The practical consequence: K=4 instead of K=10 cuts the per-token memory access from 10 experts to 4. That’s roughly 67MB per layer instead of 168MB. Combined with SSD streaming and OS page caching, this is what makes 5-5.7 tokens per second achievable.

Trust the OS

Flash-MoE has no custom memory management. No cache eviction strategy. No prefetch logic. The SSD streaming is managed entirely by the OS page cache.

This is a deliberate choice, and it’s the right one. The OS page cache on macOS has been tuned for exactly this kind of workload – repeated access to large files with spatial locality. Re-implementing that logic in application code would almost certainly perform worse, for significant added complexity.

Apple’s unified memory architecture matters here too. There’s no PCIe bottleneck between CPU memory and GPU memory. The M-series SSD is fast by PC standards. These things combine to make streaming from SSD viable in a way that wouldn’t work on a typical x86 workstation with a discrete GPU and a PCIe-connected NVMe drive.

This isn’t saying Apple hardware is magic. It’s saying the specific combination of fast SSD, unified memory, and a decent page cache is what the technique requires. Matching that on other architectures is possible but not trivially so.

What This Means for Hardware Decisions

If you’re evaluating local inference hardware – which I covered in more detail in the hardware comparison – flash-moe shifts the calculus for MoE models specifically.

The M3 Max 48GB demo machine is a relatively constrained starting point for this. An M1 Max 64GB Mac Studio or M2 Ultra with more unified memory gives you more headroom for keeping hot experts in RAM, which should reduce SSD access frequency for repeated patterns. More memory means better page cache hit rates.

The implication: for MoE inference workloads, a Mac Studio or M2/M3 Ultra is more interesting than ever. Not because the model fits in RAM – it doesn’t – but because more RAM means better streaming performance and more resident experts at any given time.

This also connects to the broader local inference moment – the pattern of capability expanding faster than expected, driven by architectural insights rather than raw hardware improvements.

Honest Limits

Flash-moe is not Ollama. Running it requires cloning the repo, compiling C code, and having a working Metal development environment. If you’re not comfortable with that workflow, this isn’t for you yet.

5-5.7 tokens per second is borderline for interactive use. For conversational response latency, you want 15 tokens per second or above. Flash-MoE at current speeds is more useful for batch tasks, agent pipelines, or background processing where response time doesn’t need to feel immediate.

Qwen3.5-397B is a significantly more capable model than Qwen3-72B, but the speed penalty is severe. Whether the quality difference is worth running at 5 t/s depends heavily on what you’re doing with it.

And again – this technique is MoE-specific. It works because sparse activation means most of the model is idle per token. Dense models (Llama, Mistral, most things without an explicit MoE architecture) don’t benefit.

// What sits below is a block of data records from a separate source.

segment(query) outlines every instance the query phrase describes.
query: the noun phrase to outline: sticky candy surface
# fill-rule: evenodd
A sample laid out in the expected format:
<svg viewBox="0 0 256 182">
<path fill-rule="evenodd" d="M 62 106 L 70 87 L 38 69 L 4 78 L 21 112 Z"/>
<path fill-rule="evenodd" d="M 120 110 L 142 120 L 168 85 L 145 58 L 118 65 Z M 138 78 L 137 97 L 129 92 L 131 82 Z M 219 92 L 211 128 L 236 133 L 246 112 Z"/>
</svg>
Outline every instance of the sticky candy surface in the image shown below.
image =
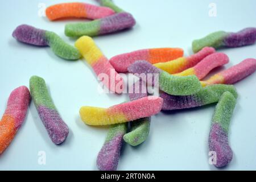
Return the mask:
<svg viewBox="0 0 256 182">
<path fill-rule="evenodd" d="M 68 136 L 69 129 L 57 111 L 44 80 L 34 76 L 30 78 L 30 87 L 34 102 L 49 136 L 55 144 L 61 144 Z"/>
<path fill-rule="evenodd" d="M 89 125 L 108 125 L 127 122 L 158 114 L 163 99 L 150 96 L 112 106 L 108 109 L 83 106 L 80 110 L 82 120 Z"/>
<path fill-rule="evenodd" d="M 109 7 L 116 13 L 124 12 L 125 11 L 115 5 L 112 0 L 96 0 L 101 6 Z"/>
<path fill-rule="evenodd" d="M 235 87 L 228 85 L 213 85 L 203 88 L 199 92 L 187 96 L 175 96 L 166 93 L 160 96 L 163 99 L 163 110 L 179 110 L 199 107 L 218 101 L 225 92 L 237 97 Z"/>
<path fill-rule="evenodd" d="M 135 23 L 130 14 L 119 13 L 89 22 L 67 24 L 65 34 L 69 37 L 95 36 L 131 28 Z"/>
<path fill-rule="evenodd" d="M 85 3 L 64 3 L 51 6 L 46 10 L 47 18 L 55 20 L 63 18 L 102 18 L 114 14 L 114 10 Z"/>
<path fill-rule="evenodd" d="M 233 84 L 255 72 L 256 59 L 247 59 L 238 64 L 217 73 L 207 80 L 201 82 L 203 86 L 212 84 Z"/>
<path fill-rule="evenodd" d="M 214 68 L 227 64 L 229 61 L 229 59 L 225 53 L 214 53 L 204 58 L 195 67 L 174 75 L 179 76 L 196 75 L 199 80 L 201 80 Z"/>
<path fill-rule="evenodd" d="M 117 169 L 127 125 L 127 123 L 123 123 L 110 126 L 105 143 L 97 158 L 97 166 L 100 170 Z"/>
<path fill-rule="evenodd" d="M 212 33 L 192 43 L 194 52 L 205 47 L 218 48 L 221 47 L 237 47 L 254 44 L 256 42 L 256 28 L 246 28 L 237 33 L 223 31 Z"/>
<path fill-rule="evenodd" d="M 178 48 L 162 48 L 138 50 L 113 57 L 109 60 L 118 72 L 126 73 L 127 68 L 137 61 L 147 61 L 151 64 L 168 61 L 183 56 Z"/>
<path fill-rule="evenodd" d="M 221 97 L 215 109 L 209 137 L 209 150 L 217 154 L 217 167 L 228 165 L 232 160 L 233 152 L 229 145 L 229 124 L 236 106 L 234 96 L 225 92 Z"/>
<path fill-rule="evenodd" d="M 11 143 L 26 117 L 30 102 L 30 93 L 25 86 L 13 90 L 0 121 L 0 154 Z"/>
<path fill-rule="evenodd" d="M 76 42 L 75 46 L 93 69 L 97 76 L 105 74 L 108 76 L 109 79 L 102 79 L 101 81 L 103 81 L 109 90 L 121 93 L 123 89 L 122 77 L 97 47 L 93 40 L 89 36 L 81 37 Z"/>
<path fill-rule="evenodd" d="M 18 41 L 28 44 L 49 46 L 56 55 L 64 59 L 77 60 L 81 57 L 77 49 L 65 43 L 53 32 L 22 24 L 16 28 L 13 36 Z"/>
<path fill-rule="evenodd" d="M 170 74 L 178 73 L 195 66 L 207 56 L 214 53 L 212 47 L 205 47 L 199 52 L 187 57 L 180 57 L 166 63 L 159 63 L 154 65 Z"/>
</svg>

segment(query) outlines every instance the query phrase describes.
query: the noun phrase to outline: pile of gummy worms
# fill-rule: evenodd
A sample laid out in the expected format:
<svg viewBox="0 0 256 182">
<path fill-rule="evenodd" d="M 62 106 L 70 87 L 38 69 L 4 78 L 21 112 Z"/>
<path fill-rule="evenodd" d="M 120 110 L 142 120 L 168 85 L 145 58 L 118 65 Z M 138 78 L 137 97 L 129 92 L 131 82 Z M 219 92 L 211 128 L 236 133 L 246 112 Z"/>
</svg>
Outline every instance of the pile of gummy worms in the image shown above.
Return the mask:
<svg viewBox="0 0 256 182">
<path fill-rule="evenodd" d="M 48 46 L 64 59 L 77 60 L 83 57 L 97 76 L 102 73 L 110 76 L 111 70 L 114 70 L 114 85 L 100 81 L 117 94 L 122 92 L 122 88 L 119 90 L 114 89 L 123 84 L 119 73 L 159 75 L 158 80 L 151 82 L 139 78 L 134 84 L 133 92 L 129 94 L 130 101 L 109 108 L 81 107 L 80 117 L 85 124 L 109 125 L 105 142 L 97 159 L 99 169 L 116 170 L 123 142 L 133 146 L 144 142 L 150 133 L 151 117 L 161 110 L 181 110 L 213 103 L 217 105 L 210 125 L 209 150 L 216 152 L 216 167 L 230 163 L 233 151 L 229 144 L 228 133 L 238 97 L 232 84 L 256 71 L 256 59 L 245 59 L 208 80 L 202 80 L 213 69 L 229 61 L 228 55 L 217 52 L 216 49 L 254 44 L 256 28 L 246 28 L 238 32 L 218 31 L 196 40 L 192 43 L 195 54 L 188 57 L 183 57 L 183 50 L 179 48 L 158 48 L 121 54 L 109 60 L 91 37 L 130 28 L 136 22 L 131 14 L 111 0 L 97 1 L 102 6 L 72 2 L 55 5 L 46 9 L 46 15 L 51 21 L 69 17 L 92 20 L 65 26 L 65 34 L 77 38 L 75 46 L 65 43 L 53 32 L 26 24 L 19 26 L 13 36 L 26 44 Z M 147 89 L 145 92 L 141 90 L 156 84 L 161 90 L 159 96 L 149 96 Z M 30 89 L 22 86 L 10 95 L 0 122 L 0 154 L 22 126 L 31 97 L 52 142 L 59 145 L 68 137 L 69 128 L 58 113 L 45 81 L 34 76 L 30 80 Z"/>
</svg>

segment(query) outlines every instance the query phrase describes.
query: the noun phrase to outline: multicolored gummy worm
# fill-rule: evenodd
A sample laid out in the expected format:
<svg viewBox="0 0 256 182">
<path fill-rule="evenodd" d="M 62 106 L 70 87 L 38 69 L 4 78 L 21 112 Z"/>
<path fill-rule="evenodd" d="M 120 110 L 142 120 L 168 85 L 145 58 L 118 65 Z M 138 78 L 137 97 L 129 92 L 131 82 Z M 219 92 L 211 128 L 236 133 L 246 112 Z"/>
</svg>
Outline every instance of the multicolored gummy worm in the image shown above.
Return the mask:
<svg viewBox="0 0 256 182">
<path fill-rule="evenodd" d="M 82 36 L 76 42 L 75 46 L 104 85 L 113 93 L 121 93 L 123 89 L 122 78 L 97 47 L 93 40 L 89 36 Z M 108 79 L 101 78 L 100 75 L 102 74 L 105 74 Z"/>
<path fill-rule="evenodd" d="M 246 28 L 237 33 L 220 31 L 193 41 L 192 49 L 197 52 L 205 47 L 216 49 L 222 47 L 238 47 L 253 44 L 255 42 L 256 28 Z"/>
<path fill-rule="evenodd" d="M 138 87 L 137 85 L 139 85 Z M 135 101 L 148 96 L 146 83 L 141 79 L 133 85 L 133 92 L 129 94 L 131 101 Z M 143 92 L 145 89 L 146 92 Z M 144 118 L 130 122 L 131 131 L 123 136 L 123 140 L 133 146 L 144 142 L 148 136 L 150 130 L 150 117 Z"/>
<path fill-rule="evenodd" d="M 65 34 L 69 37 L 96 36 L 133 27 L 136 24 L 133 15 L 119 13 L 84 23 L 69 23 L 65 26 Z"/>
<path fill-rule="evenodd" d="M 174 96 L 189 96 L 199 92 L 202 88 L 200 82 L 195 76 L 175 76 L 162 71 L 146 61 L 137 61 L 128 68 L 134 74 L 154 73 L 159 75 L 160 90 Z M 156 83 L 154 83 L 155 86 Z"/>
<path fill-rule="evenodd" d="M 169 61 L 183 56 L 183 49 L 179 48 L 151 48 L 121 54 L 113 57 L 109 61 L 117 72 L 126 73 L 128 67 L 137 61 L 155 64 Z"/>
<path fill-rule="evenodd" d="M 163 93 L 160 97 L 163 100 L 162 110 L 173 110 L 193 108 L 217 102 L 225 92 L 229 92 L 237 97 L 233 85 L 213 85 L 205 86 L 197 93 L 187 96 L 175 96 Z"/>
<path fill-rule="evenodd" d="M 205 57 L 195 67 L 173 75 L 179 76 L 196 75 L 199 80 L 201 80 L 214 68 L 224 65 L 229 61 L 229 57 L 225 53 L 214 53 Z"/>
<path fill-rule="evenodd" d="M 18 41 L 28 44 L 49 46 L 56 55 L 66 60 L 75 60 L 81 57 L 77 48 L 65 43 L 53 32 L 22 24 L 16 28 L 13 36 Z"/>
<path fill-rule="evenodd" d="M 68 136 L 69 129 L 52 102 L 46 82 L 43 78 L 34 76 L 30 78 L 30 87 L 36 110 L 49 136 L 55 144 L 61 144 Z"/>
<path fill-rule="evenodd" d="M 10 145 L 23 123 L 30 102 L 30 91 L 25 86 L 11 93 L 0 122 L 0 154 Z"/>
<path fill-rule="evenodd" d="M 195 66 L 207 56 L 214 53 L 212 47 L 205 47 L 199 52 L 187 57 L 180 57 L 166 63 L 159 63 L 154 65 L 169 73 L 176 74 Z"/>
<path fill-rule="evenodd" d="M 101 6 L 111 8 L 116 13 L 125 12 L 124 10 L 115 5 L 112 0 L 96 0 L 98 2 Z"/>
<path fill-rule="evenodd" d="M 83 106 L 80 117 L 85 124 L 102 126 L 117 124 L 151 117 L 162 109 L 163 99 L 149 96 L 105 109 Z"/>
<path fill-rule="evenodd" d="M 226 92 L 218 101 L 212 122 L 209 136 L 209 150 L 216 154 L 216 167 L 228 165 L 232 160 L 233 152 L 229 145 L 228 132 L 236 99 Z"/>
<path fill-rule="evenodd" d="M 247 59 L 201 83 L 203 86 L 218 84 L 233 84 L 253 74 L 255 71 L 256 59 Z"/>
<path fill-rule="evenodd" d="M 64 18 L 85 18 L 96 19 L 115 13 L 112 9 L 81 2 L 63 3 L 47 7 L 46 14 L 50 20 Z"/>
</svg>

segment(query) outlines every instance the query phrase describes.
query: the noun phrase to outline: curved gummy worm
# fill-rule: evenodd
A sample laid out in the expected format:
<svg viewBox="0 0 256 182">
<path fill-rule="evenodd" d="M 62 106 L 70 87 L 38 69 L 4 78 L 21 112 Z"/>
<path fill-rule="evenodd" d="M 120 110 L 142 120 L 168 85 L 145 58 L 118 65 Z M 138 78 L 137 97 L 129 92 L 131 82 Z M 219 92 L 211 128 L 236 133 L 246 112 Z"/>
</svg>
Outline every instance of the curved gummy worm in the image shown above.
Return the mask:
<svg viewBox="0 0 256 182">
<path fill-rule="evenodd" d="M 141 80 L 138 81 L 137 83 L 134 83 L 133 93 L 129 94 L 130 100 L 134 101 L 147 97 L 146 86 L 146 82 Z M 144 142 L 150 132 L 150 117 L 144 118 L 130 122 L 131 131 L 123 136 L 125 142 L 133 146 L 138 146 Z"/>
<path fill-rule="evenodd" d="M 201 80 L 214 68 L 227 64 L 229 61 L 229 57 L 225 53 L 214 53 L 204 58 L 195 67 L 174 75 L 179 76 L 196 75 L 199 80 Z"/>
<path fill-rule="evenodd" d="M 183 56 L 183 49 L 179 48 L 146 49 L 121 54 L 109 60 L 118 72 L 126 73 L 127 68 L 136 61 L 147 61 L 151 64 L 169 61 Z"/>
<path fill-rule="evenodd" d="M 127 125 L 127 123 L 123 123 L 110 126 L 104 144 L 97 158 L 97 166 L 100 170 L 117 170 Z"/>
<path fill-rule="evenodd" d="M 233 84 L 253 74 L 255 71 L 256 59 L 247 59 L 201 83 L 203 86 L 218 84 Z"/>
<path fill-rule="evenodd" d="M 150 96 L 107 109 L 83 106 L 80 109 L 80 114 L 82 120 L 87 125 L 109 125 L 149 117 L 158 114 L 162 105 L 162 98 Z"/>
<path fill-rule="evenodd" d="M 84 36 L 76 42 L 75 46 L 93 69 L 97 76 L 100 76 L 102 74 L 108 76 L 108 79 L 103 78 L 101 78 L 101 81 L 109 90 L 121 93 L 123 89 L 122 77 L 97 47 L 93 40 L 89 36 Z"/>
<path fill-rule="evenodd" d="M 13 33 L 13 36 L 19 42 L 38 46 L 49 46 L 59 57 L 67 60 L 77 60 L 81 57 L 75 47 L 65 43 L 53 32 L 22 24 Z"/>
<path fill-rule="evenodd" d="M 36 76 L 30 78 L 32 98 L 40 118 L 52 142 L 61 144 L 68 136 L 69 129 L 62 120 L 48 92 L 44 79 Z"/>
<path fill-rule="evenodd" d="M 236 99 L 229 92 L 225 92 L 218 101 L 212 119 L 209 136 L 209 150 L 216 154 L 217 167 L 228 165 L 232 160 L 233 152 L 229 145 L 228 132 Z"/>
<path fill-rule="evenodd" d="M 173 110 L 199 107 L 218 101 L 225 92 L 232 93 L 237 97 L 235 87 L 228 85 L 213 85 L 205 86 L 199 92 L 187 96 L 175 96 L 166 93 L 160 97 L 163 99 L 162 110 Z"/>
<path fill-rule="evenodd" d="M 0 154 L 8 147 L 23 123 L 30 102 L 30 92 L 25 86 L 11 93 L 0 122 Z"/>
<path fill-rule="evenodd" d="M 195 66 L 203 59 L 215 52 L 212 47 L 205 47 L 199 52 L 189 57 L 180 57 L 166 63 L 155 64 L 154 65 L 170 74 L 178 73 Z"/>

The technique doesn’t generalise.

How Dan Built It

Worth noting the process, not just the output. Dan used Andrej Karpathy’s autoresearch framework for structured experimentation, Apple’s “LLM in a Flash” research paper as the architectural blueprint, and Claude Code as the orchestration layer for the research process. The result is pure C and Metal – no Python, no ML frameworks, direct GPU compute.

A VP of AI Platforms at a major US healthcare company ran this as a personal project and published it open source. That says something about where the tooling is – AI-assisted research workflows are now capable enough that one person can implement and validate a research paper’s ideas in a compressed timeframe. The output is a working system, not a proof of concept.

The project is at github.com/danveloper/flash-moe, with a fork at github.com/Anemll/flash-moe. Simon Willison covered it at simonwillison.net the same day it dropped.

The assumption that local inference of very large models requires equally large memory is wrong – at least for MoE. The constraint was always active parameters, not total ones. That’s the thing worth holding onto.